What did fashion mean to you at the height of punk culture?
Fashion wasn't a label back in the 70s. We made our own clothes because we had no money. We had one shop that we shopped at back then: Vivienne Westwood and Malcolm McLaren's, Sex. It was a real pilgrimage to get there. You had to walk down the whole of the King's Road, you'd be attacked if you walked down there, because the punk look was very new and there were other gangs like skinheads. I could only really afford one thing every three or four months. We'd customise clothes by cutting the sleeves off or hacking at the hem, and then we'd go to some sort of hardcore sex shop, which was the only place you could buy studded dog collars, arm bands and leather jeans. I'd mix that with the tutu I wore to ballet lessons when I was a little child and men's work boots. The whole look was so threatening to straight men that they couldn't bear it. I used to say, "They don't know whether they want to fuck us or kill us."

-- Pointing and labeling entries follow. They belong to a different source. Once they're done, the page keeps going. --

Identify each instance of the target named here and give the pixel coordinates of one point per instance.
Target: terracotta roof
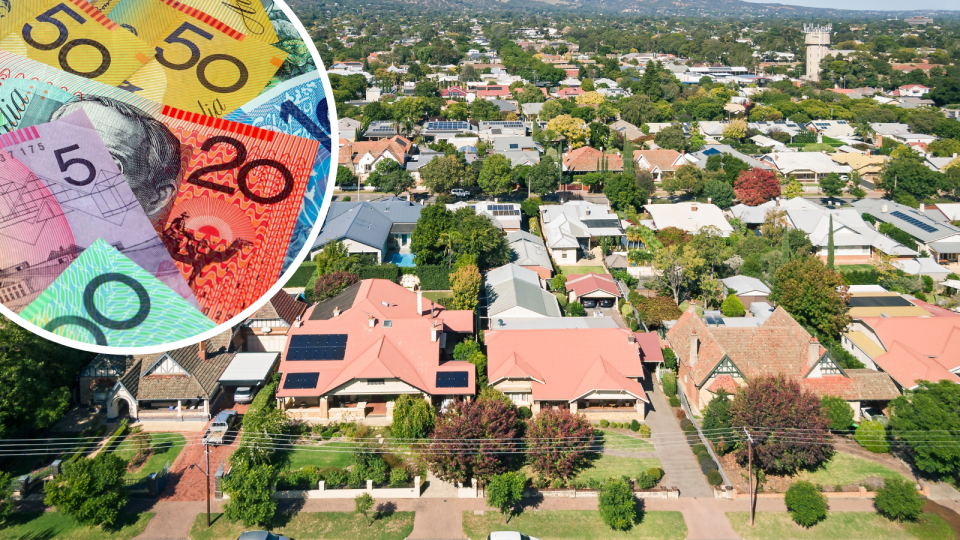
(403, 350)
(587, 159)
(582, 284)
(566, 364)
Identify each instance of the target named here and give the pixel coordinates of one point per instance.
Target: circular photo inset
(163, 166)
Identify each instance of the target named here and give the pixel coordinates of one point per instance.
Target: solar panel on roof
(452, 379)
(300, 381)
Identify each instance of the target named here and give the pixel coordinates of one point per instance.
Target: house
(514, 292)
(591, 286)
(747, 289)
(505, 216)
(530, 253)
(908, 349)
(661, 163)
(353, 355)
(593, 371)
(689, 217)
(382, 228)
(574, 228)
(932, 231)
(715, 358)
(176, 385)
(266, 330)
(363, 156)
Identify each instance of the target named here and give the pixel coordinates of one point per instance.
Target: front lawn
(840, 526)
(312, 526)
(574, 525)
(845, 469)
(166, 447)
(57, 526)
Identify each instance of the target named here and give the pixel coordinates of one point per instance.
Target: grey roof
(931, 220)
(249, 368)
(368, 223)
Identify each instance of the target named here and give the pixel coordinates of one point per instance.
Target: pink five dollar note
(234, 213)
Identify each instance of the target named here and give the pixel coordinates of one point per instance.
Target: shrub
(807, 506)
(898, 499)
(714, 478)
(873, 437)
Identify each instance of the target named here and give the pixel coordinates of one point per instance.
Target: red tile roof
(404, 351)
(564, 365)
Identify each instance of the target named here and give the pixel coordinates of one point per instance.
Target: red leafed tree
(786, 422)
(558, 442)
(756, 186)
(469, 437)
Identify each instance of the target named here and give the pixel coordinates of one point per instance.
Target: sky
(871, 4)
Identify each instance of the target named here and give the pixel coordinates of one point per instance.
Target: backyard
(313, 526)
(57, 526)
(574, 525)
(841, 525)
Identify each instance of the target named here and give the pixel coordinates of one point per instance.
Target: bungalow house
(909, 349)
(715, 358)
(266, 330)
(352, 355)
(530, 253)
(514, 292)
(593, 371)
(689, 217)
(382, 228)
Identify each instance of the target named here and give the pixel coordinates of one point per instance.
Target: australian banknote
(74, 177)
(106, 299)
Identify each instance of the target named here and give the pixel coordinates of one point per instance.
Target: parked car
(243, 394)
(261, 535)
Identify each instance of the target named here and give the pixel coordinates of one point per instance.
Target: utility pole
(750, 477)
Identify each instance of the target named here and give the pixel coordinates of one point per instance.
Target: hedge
(303, 274)
(390, 272)
(433, 278)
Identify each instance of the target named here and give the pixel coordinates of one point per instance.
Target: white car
(509, 535)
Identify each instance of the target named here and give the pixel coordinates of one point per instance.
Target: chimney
(813, 351)
(694, 348)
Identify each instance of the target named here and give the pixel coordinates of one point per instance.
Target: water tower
(818, 42)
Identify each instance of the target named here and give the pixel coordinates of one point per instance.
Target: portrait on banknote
(164, 166)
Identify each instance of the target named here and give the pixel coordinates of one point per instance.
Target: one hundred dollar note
(106, 299)
(72, 35)
(297, 107)
(82, 183)
(201, 64)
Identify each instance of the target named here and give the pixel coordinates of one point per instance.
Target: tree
(925, 420)
(443, 174)
(90, 490)
(454, 454)
(756, 186)
(465, 284)
(838, 411)
(574, 129)
(552, 460)
(781, 405)
(807, 506)
(898, 500)
(505, 491)
(616, 505)
(496, 175)
(413, 418)
(732, 307)
(389, 176)
(814, 294)
(362, 504)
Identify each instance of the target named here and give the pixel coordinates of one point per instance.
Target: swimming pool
(403, 259)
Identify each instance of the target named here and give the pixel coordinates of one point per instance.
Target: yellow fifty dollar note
(74, 36)
(201, 64)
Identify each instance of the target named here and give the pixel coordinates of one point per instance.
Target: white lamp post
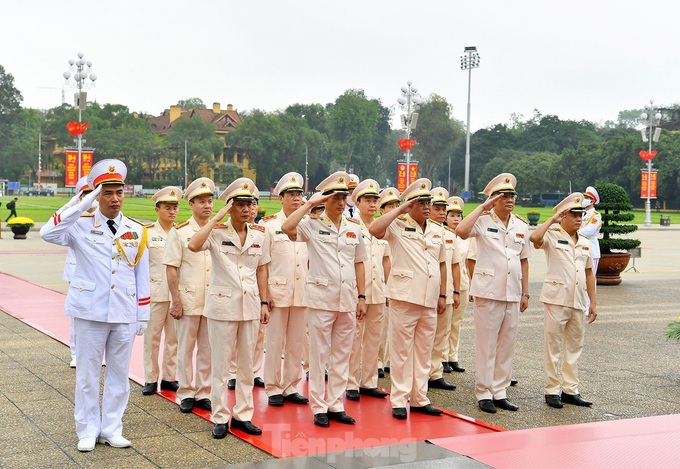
(410, 102)
(468, 62)
(651, 118)
(80, 70)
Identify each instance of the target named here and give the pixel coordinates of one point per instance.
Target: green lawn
(41, 208)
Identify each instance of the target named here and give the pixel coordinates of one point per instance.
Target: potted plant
(20, 226)
(533, 217)
(616, 209)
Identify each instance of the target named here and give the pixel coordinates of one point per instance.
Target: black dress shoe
(428, 409)
(246, 427)
(575, 399)
(321, 420)
(149, 389)
(296, 398)
(169, 385)
(441, 383)
(505, 404)
(553, 400)
(456, 367)
(204, 404)
(486, 405)
(399, 413)
(341, 417)
(219, 431)
(373, 392)
(352, 394)
(276, 400)
(187, 405)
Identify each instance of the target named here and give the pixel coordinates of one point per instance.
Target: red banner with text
(71, 166)
(652, 184)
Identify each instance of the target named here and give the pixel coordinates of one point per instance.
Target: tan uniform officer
(161, 323)
(334, 293)
(417, 292)
(388, 201)
(569, 283)
(288, 321)
(188, 280)
(441, 337)
(363, 364)
(236, 303)
(500, 287)
(466, 254)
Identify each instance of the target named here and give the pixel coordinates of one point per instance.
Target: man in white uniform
(417, 276)
(109, 299)
(161, 324)
(236, 303)
(288, 317)
(500, 287)
(334, 294)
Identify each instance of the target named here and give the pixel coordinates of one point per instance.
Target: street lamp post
(410, 101)
(80, 70)
(651, 118)
(468, 62)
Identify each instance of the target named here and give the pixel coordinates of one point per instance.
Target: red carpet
(287, 431)
(635, 443)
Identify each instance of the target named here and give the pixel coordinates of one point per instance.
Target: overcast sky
(577, 59)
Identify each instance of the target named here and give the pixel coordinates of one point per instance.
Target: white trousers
(160, 323)
(331, 334)
(94, 340)
(363, 363)
(564, 331)
(285, 335)
(227, 337)
(495, 338)
(412, 329)
(192, 333)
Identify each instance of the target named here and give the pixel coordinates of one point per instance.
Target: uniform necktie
(112, 226)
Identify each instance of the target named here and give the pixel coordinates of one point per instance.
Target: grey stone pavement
(628, 369)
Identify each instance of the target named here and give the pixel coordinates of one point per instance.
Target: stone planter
(610, 267)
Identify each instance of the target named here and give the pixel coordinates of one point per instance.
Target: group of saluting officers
(347, 295)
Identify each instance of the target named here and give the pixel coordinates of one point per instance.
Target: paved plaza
(628, 369)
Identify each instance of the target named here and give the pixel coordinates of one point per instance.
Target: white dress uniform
(108, 295)
(192, 327)
(288, 318)
(565, 298)
(233, 310)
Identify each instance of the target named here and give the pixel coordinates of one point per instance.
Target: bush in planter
(615, 208)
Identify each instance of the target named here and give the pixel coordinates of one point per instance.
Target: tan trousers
(331, 334)
(225, 338)
(564, 331)
(451, 354)
(412, 329)
(495, 338)
(363, 363)
(285, 334)
(160, 322)
(192, 333)
(441, 343)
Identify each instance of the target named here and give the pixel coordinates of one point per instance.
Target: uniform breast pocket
(80, 294)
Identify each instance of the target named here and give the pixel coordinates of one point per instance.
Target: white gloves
(141, 327)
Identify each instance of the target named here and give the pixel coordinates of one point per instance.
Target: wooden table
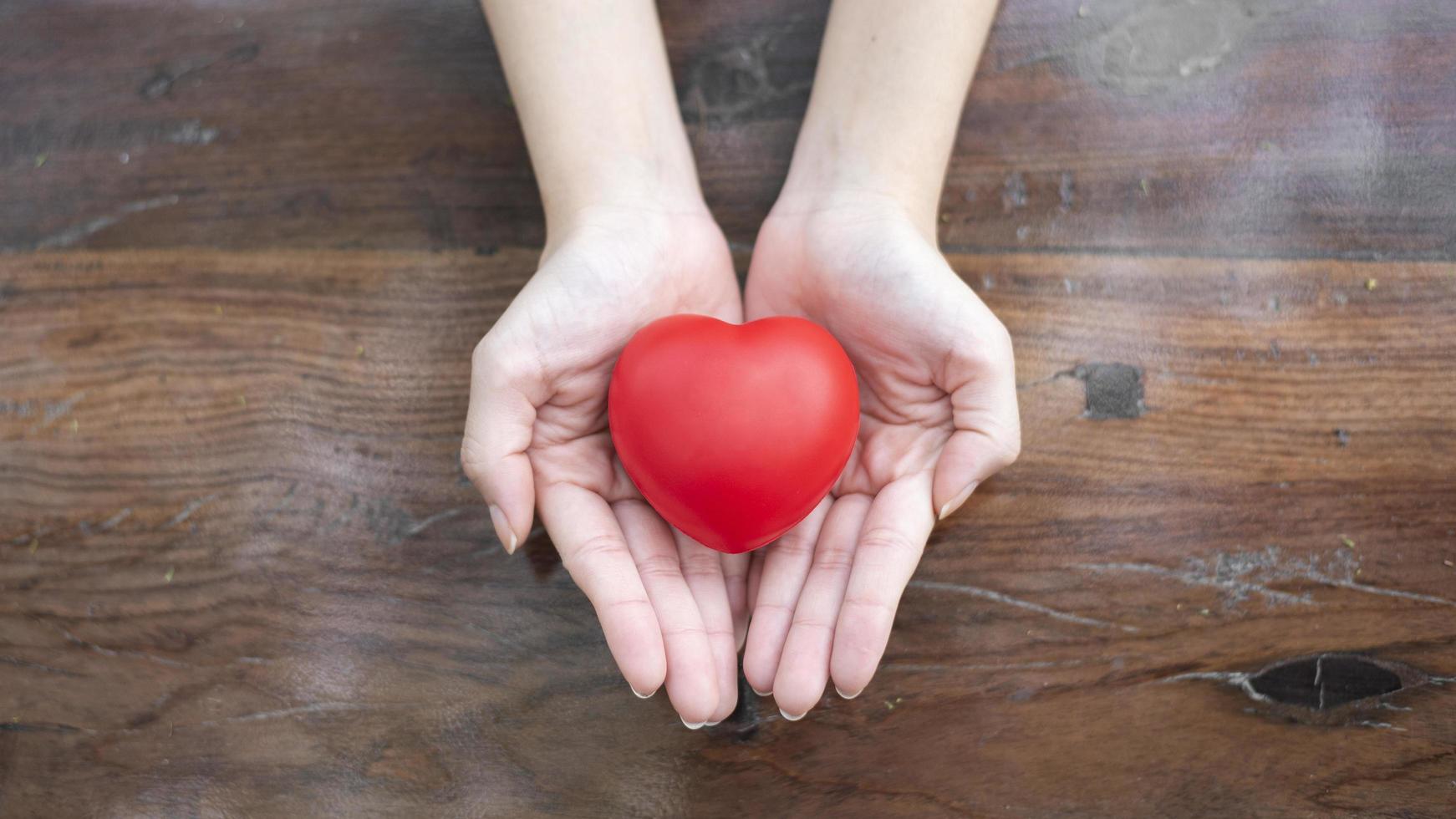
(251, 245)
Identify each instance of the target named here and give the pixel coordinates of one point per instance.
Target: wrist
(839, 200)
(620, 196)
(824, 181)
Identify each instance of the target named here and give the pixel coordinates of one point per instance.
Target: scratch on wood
(1018, 603)
(1242, 573)
(59, 410)
(76, 233)
(107, 652)
(19, 662)
(431, 521)
(280, 713)
(105, 526)
(186, 511)
(1235, 679)
(1235, 588)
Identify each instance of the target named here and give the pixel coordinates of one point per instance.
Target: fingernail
(955, 502)
(502, 530)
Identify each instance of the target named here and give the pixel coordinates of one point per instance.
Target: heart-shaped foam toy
(733, 432)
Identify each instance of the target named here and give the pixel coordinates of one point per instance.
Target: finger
(785, 567)
(690, 674)
(736, 581)
(804, 664)
(596, 555)
(888, 550)
(980, 379)
(496, 432)
(755, 579)
(702, 569)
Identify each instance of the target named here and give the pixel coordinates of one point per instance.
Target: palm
(934, 386)
(537, 437)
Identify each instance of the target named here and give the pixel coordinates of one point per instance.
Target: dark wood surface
(241, 572)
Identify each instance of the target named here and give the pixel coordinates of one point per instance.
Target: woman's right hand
(536, 437)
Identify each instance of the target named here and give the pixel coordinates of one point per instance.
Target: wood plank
(1232, 129)
(241, 571)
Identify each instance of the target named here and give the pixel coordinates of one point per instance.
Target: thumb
(496, 434)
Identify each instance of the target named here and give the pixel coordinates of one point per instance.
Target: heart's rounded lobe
(733, 432)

How did the music scene inspire what you were wearing?
Honestly, it was the other way around, because when I visited Sex, I saw Vivienne making clothes with such abandon. She didn't care that she hadn't been taught how to make clothes. I think it sort of permeated into my brain - that I could write songs that aren't perfect.
What are some defining ethics of punk?
We very much wanted to tear down every preconception and every cliche that came before us. How do we feel about love, romance and relationships? Do they really exist? How does it come across in pop songs? How do you want to behave with a lover? How do you feel about sex? What about rhythms? Do we want to play a highly structured song, which was the main way of playing for the last 100 years? Or do we want to listen to ourselves and say, what kind of rhythm suits us?
Does punk exist today?
I don't think punk needs to exist today, just like the printing press doesn't need to exist. It's a subtler world. The way to protest is more intelligent now. You might become a human rights lawyer or you might become an activist. How can you be a punk now? It's simply out of time. We were not meant for nostalgia. Having said that, I sort of wrote Clothes, Clothes, Clothes. Music, Music, Music. Boys, Boys, Boys. in a way to show that you can still live by your youthful principles. I still live very much by punk ethics, but in a more grown up way.
Were there any women you looked up to when you were growing up?
Boys Boys Boys is in my title, because actually, there were no female role models in my life. I was copying boys the way you'd want to copy a girl. I copied John Lennon, I copied a bit of David Bowie. It's such a shame and I'm so glad that now young girls have so many different role models in all different walks of life.
Was make-up or hair ever a part of your look?
Us girls were following on a bit from hippie girls and the natural thing was more normal. You'd never have a manicure or pedicure. We were completely ungroomed. There was a great freedom in that - we didn't have to have our hands looking nice, our feet looking nice or our legs waxed. We all had pubic hair and even hair under our arms.
What's your favorite part of your book?
What's interesting to me is the second part, which is about a really deep, emotional, physical struggle to create, survive and to live. It was very hard to write because I knew I was exposing myself so much, and that's another sort of punk ethic. You don't do anything unless you go all the way with it.
What was the most difficult part for you to write?
Strangely, the most difficult part was about The Slits. I kept putting it off. It was bottled up in me. I felt I had a bit of responsibility to the other girls in the band and I had a responsibility to history, to get it right.
What's your ideal look today?
An Yves Saint Laurent leather classic jacket, black skinny jeans, a really expensive pair of boots - Prada, Gucci or Haider Ackermann - quite high, cube heels, pointy and a really nice shirt, maybe a bit see-through or patterned from Dries van Noten with a good haircut, a really expensive bra and cheap knickers.